On Wed, 3 Jul 2024 15:01:07 +0200 Florian Westphal <fw@xxxxxxxxx>
> Hillf Danton <hdanton@xxxxxxxx> wrote:
> > On Wed, 3 Jul 2024 12:52:15 +0200 Florian Westphal <fw@xxxxxxxxx>
> > > Hillf Danton <hdanton@xxxxxxxx> wrote:
> > > > Given trans->table goes thru the lifespan of trans, your proposal is a bandaid
> > > > if trans outlives table.
> > >
> > > trans must never outlive table.
> > >
> > What is preventing trans from being freed after closing sock, given
> > trans is freed in workqueue?
> >
> > close sock
> > queue work
>
> The notifier acquires the transaction mutex, locking out all other
> transactions, so no further transactions requests referencing
> the table can be queued.
>
As per the syzbot report, trans->table could be instantiated before
notifier acquires the transaction mutex. And in fact the lock helps
trans outlive table even with your patch.

cpu1 cpu2
--- ---
transB->table = A
lock trans mutex
flush work
free A
unlock trans mutex

queue work to free transB

> The work queue is flushed before potentially ripping the table
> out. After this, no transactions referencing the table can exist
> anymore; the only transactions than can still be queued are those
> coming from a different netns, and tables are scoped per netns.
>
> Table is torn down.
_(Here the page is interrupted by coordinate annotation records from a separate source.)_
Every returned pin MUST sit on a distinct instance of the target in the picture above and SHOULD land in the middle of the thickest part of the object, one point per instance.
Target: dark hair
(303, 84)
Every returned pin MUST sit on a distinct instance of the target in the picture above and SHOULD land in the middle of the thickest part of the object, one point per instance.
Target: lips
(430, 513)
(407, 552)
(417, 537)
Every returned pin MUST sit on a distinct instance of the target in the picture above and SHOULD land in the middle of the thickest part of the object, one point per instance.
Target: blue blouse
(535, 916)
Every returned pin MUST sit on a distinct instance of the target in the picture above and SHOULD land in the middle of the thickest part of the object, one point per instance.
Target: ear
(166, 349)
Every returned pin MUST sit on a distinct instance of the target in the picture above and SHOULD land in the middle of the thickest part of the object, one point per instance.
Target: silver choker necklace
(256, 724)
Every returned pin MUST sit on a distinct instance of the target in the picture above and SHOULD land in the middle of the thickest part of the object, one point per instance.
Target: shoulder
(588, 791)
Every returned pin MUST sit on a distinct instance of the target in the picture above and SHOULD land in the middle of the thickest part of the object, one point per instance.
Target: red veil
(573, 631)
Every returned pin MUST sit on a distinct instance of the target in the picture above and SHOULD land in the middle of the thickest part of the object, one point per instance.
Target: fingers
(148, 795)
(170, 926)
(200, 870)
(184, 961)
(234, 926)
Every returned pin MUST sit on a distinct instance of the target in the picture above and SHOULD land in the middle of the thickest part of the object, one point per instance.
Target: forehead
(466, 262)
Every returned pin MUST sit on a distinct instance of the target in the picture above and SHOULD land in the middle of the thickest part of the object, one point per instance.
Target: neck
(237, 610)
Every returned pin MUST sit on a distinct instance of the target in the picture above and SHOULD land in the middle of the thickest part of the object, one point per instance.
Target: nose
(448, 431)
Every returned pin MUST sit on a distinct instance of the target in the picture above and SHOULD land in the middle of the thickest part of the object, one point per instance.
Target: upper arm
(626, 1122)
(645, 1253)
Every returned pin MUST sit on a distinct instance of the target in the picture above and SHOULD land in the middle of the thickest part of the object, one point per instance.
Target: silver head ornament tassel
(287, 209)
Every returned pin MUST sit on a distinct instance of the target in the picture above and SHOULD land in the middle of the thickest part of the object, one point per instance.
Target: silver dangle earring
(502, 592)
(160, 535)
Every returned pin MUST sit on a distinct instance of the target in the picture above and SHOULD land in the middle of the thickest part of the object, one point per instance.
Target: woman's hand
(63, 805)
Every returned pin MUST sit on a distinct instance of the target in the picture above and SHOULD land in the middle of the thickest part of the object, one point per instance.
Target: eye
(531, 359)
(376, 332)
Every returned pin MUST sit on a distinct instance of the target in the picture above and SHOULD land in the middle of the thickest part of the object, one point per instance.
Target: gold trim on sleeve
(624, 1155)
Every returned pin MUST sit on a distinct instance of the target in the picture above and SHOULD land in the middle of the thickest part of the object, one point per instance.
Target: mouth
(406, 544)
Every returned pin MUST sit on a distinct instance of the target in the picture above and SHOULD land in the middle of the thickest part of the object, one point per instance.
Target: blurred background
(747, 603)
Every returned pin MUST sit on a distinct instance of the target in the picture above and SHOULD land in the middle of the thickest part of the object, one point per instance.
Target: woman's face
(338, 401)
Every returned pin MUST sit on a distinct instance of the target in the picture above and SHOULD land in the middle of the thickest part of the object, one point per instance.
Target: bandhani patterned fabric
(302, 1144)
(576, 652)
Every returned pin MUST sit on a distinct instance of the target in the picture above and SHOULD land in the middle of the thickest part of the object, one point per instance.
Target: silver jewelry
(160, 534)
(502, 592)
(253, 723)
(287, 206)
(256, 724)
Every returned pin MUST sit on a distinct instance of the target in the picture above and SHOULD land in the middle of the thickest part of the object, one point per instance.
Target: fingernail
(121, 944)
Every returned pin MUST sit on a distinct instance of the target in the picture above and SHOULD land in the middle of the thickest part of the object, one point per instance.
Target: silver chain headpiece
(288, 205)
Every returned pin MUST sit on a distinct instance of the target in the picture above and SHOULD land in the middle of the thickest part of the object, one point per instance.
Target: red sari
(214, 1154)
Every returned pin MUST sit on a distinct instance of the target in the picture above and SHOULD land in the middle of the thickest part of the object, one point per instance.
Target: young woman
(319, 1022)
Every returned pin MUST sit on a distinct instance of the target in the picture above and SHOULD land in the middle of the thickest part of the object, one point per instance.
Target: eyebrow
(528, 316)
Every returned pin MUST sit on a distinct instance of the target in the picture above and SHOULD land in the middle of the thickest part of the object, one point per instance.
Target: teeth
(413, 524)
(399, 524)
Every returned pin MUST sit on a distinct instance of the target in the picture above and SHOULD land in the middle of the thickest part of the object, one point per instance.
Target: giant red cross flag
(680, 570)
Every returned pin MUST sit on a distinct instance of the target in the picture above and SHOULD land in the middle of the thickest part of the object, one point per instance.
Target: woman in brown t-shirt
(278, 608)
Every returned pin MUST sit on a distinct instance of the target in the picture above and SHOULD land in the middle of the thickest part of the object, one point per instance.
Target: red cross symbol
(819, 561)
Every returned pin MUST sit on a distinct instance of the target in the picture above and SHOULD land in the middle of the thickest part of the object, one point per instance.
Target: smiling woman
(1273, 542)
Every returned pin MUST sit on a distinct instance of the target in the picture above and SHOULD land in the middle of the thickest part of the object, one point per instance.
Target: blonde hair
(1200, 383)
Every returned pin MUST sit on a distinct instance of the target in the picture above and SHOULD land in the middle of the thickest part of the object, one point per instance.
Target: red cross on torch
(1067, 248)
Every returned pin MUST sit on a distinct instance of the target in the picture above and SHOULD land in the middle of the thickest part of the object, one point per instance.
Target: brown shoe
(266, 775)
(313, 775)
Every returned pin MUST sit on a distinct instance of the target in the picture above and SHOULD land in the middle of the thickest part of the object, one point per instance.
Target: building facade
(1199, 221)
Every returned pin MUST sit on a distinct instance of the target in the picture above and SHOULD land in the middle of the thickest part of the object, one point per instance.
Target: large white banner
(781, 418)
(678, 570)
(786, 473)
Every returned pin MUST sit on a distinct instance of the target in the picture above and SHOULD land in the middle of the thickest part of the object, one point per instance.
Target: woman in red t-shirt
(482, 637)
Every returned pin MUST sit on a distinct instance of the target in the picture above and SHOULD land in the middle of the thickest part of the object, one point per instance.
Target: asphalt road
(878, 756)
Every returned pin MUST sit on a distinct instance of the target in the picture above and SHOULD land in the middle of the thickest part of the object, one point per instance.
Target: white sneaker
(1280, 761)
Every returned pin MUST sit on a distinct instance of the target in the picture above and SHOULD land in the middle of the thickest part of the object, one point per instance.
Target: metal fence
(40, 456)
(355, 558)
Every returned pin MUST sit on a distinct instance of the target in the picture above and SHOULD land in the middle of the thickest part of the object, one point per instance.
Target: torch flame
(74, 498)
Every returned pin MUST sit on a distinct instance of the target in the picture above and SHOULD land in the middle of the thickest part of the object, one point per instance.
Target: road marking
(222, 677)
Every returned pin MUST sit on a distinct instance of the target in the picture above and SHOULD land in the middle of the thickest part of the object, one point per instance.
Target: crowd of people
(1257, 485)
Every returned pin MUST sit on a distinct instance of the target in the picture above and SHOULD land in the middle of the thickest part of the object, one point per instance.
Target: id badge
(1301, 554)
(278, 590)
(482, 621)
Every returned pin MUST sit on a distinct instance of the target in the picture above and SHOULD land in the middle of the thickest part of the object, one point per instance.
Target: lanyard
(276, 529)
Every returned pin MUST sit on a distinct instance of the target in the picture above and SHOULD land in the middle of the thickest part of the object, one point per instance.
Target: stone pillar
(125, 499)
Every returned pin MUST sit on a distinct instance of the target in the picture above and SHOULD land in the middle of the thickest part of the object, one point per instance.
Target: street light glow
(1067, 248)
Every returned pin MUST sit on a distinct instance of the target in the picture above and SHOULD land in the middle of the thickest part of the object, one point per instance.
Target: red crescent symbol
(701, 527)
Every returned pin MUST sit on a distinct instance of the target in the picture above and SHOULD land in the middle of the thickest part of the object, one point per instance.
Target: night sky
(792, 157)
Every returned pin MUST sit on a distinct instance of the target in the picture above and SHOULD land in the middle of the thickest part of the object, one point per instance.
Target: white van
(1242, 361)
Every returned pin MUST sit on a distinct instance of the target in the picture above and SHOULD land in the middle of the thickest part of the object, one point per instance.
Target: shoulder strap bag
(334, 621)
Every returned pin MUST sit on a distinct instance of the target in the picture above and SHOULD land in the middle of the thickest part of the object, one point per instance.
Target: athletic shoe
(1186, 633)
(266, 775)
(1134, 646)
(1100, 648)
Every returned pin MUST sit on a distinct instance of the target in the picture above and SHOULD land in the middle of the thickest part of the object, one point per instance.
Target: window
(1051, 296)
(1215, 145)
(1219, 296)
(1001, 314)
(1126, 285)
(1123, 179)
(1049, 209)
Transaction mutex is released.
>
> Next transaction from userspace can't find the table anymore (its gone),
> so no more transactions can be queued for this table.
>
> As I wrote in the commit message, the flush is dumb, this should first
> walk to see if there is a matching table to be torn down, and then flush
> work queue once before tearing the table down.
>
> But its better to clearly split bug fix and such a change.